There are heaps of books, seminars and people to share their advice and strategies for living a happier and healthier life. I decided to share simple habits you can implement today that will help you connect more with yourself.

  1. Eat clean and eat consciously. One of the first amazing nutrition books I read was The Raw Food Detox Diet by Natalia Rose. What I love about Natalia is that she explains how ‘weight=waste’ and the less clean we eat, the more grumpy our cells are. Poor food choices suck our energy and prevent us from vibrating at our most radiant frequency.
  2. Boost your good fats. Nuts and seeds, avocados, fish oil + plant based oils do wonders for your mental attitude as well as your body. You’ve likely heard a trainer tell you that good fats help fight bad fat. This is so true! Incorporating good fats in your diet is so important for maintaining a healthy weight.
  3. Do a passion check. The passion test by Janet Bray Attwood and Chris Attwood is a great guidebook to tuning into yourself about what makes you feel alive. I remember a period in my life when I was so busy achieving that I couldn’t remember what I was passionate about. I was truly living the life of a productive robot. This book was part of my rehab!
  4. Create space for new relationships. Sometimes we just need an infusion of inspiring new relationships. It’s so wonderful to have beautiful friends and family in our lives but sometimes meeting new people who challenge us to be better is refreshing. Reach out to someone new today. Someone who grabs your attention and triggers that intuitive nudge to reach out.

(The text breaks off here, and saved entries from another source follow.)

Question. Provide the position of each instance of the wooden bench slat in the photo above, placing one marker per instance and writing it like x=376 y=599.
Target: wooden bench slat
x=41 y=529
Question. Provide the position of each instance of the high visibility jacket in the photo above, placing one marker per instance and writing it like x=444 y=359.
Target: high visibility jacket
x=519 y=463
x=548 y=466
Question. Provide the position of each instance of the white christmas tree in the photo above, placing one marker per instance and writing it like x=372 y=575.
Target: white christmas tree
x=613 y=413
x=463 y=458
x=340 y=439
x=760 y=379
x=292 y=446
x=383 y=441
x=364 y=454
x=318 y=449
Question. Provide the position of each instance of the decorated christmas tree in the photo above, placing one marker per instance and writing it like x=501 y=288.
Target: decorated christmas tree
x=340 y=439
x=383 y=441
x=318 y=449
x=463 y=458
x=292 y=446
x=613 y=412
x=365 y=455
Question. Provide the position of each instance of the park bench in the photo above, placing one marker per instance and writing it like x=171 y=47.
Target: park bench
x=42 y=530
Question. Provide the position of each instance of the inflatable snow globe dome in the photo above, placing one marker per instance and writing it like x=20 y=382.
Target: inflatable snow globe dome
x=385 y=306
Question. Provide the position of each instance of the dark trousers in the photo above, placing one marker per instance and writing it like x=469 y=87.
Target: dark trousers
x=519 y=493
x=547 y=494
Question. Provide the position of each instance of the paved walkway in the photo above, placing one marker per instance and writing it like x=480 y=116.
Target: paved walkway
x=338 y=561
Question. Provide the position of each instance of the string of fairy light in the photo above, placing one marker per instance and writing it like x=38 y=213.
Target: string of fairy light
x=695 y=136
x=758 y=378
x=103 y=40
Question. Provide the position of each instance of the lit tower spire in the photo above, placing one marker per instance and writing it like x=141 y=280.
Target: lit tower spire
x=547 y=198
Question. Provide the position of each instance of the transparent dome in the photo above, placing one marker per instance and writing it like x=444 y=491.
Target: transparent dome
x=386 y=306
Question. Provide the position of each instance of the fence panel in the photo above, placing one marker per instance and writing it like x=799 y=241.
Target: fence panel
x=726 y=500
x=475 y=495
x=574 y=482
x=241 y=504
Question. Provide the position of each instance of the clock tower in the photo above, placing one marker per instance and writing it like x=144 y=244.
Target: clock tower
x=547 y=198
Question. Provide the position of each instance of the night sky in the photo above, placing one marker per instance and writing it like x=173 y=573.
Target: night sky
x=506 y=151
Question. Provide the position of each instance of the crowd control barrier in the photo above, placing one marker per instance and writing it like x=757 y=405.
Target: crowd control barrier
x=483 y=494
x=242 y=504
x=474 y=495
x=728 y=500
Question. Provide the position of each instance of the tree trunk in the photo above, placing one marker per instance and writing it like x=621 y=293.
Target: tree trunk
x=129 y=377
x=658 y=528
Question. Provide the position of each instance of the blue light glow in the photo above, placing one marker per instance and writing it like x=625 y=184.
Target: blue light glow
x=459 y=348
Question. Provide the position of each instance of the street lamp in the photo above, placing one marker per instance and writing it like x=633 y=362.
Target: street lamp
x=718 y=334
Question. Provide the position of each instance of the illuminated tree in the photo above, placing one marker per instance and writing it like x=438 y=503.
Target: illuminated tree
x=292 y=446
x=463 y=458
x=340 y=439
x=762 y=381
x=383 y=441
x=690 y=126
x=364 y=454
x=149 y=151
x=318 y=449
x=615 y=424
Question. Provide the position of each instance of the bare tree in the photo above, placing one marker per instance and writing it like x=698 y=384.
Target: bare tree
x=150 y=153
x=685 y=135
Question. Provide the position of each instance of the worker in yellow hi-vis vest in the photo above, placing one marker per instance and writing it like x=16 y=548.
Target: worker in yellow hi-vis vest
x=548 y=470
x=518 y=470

  5. Love more. Michael Brown has a wonderful book Alchemy of the Heart. Opening our hearts to ourselves and to others in a deeper way always results in goodness. For most, loving oneself is the ultimate challenge. We are so good at being hard on ourselves and always striving to be more and do more. Here’s a great video from Michael on loving ourselves.
  6. Buy less. Go on a shopping diet and experience how easy or challenging it is for you. Buying less does wonders for your being and your bank account. It’s the most delicious personal psychology experiment. It will help you identify if you have a major or minor addiction. Remember that practicing non-attachment is part of yoga practice. I do love my car but I could also live without it. There are things in my life that I do love but I am not emotionally attached to them.
  7. Meditate more. I have attended wonderful meditation retreats but must admit that meditating daily is challenging for me. Gabby Bernstein has a great video for starting a daily meditation practice. Even if you don’t feel you are quite ready or prepared to meditate daily, taking the time each morning and night to sit quietly in your room to breathe is divine. Practice sitting quietly in your room each morning when you get out of bed to do 10 deep belly breaths. Do the same thing before you jump into bed at night and watch the space that is created in your life.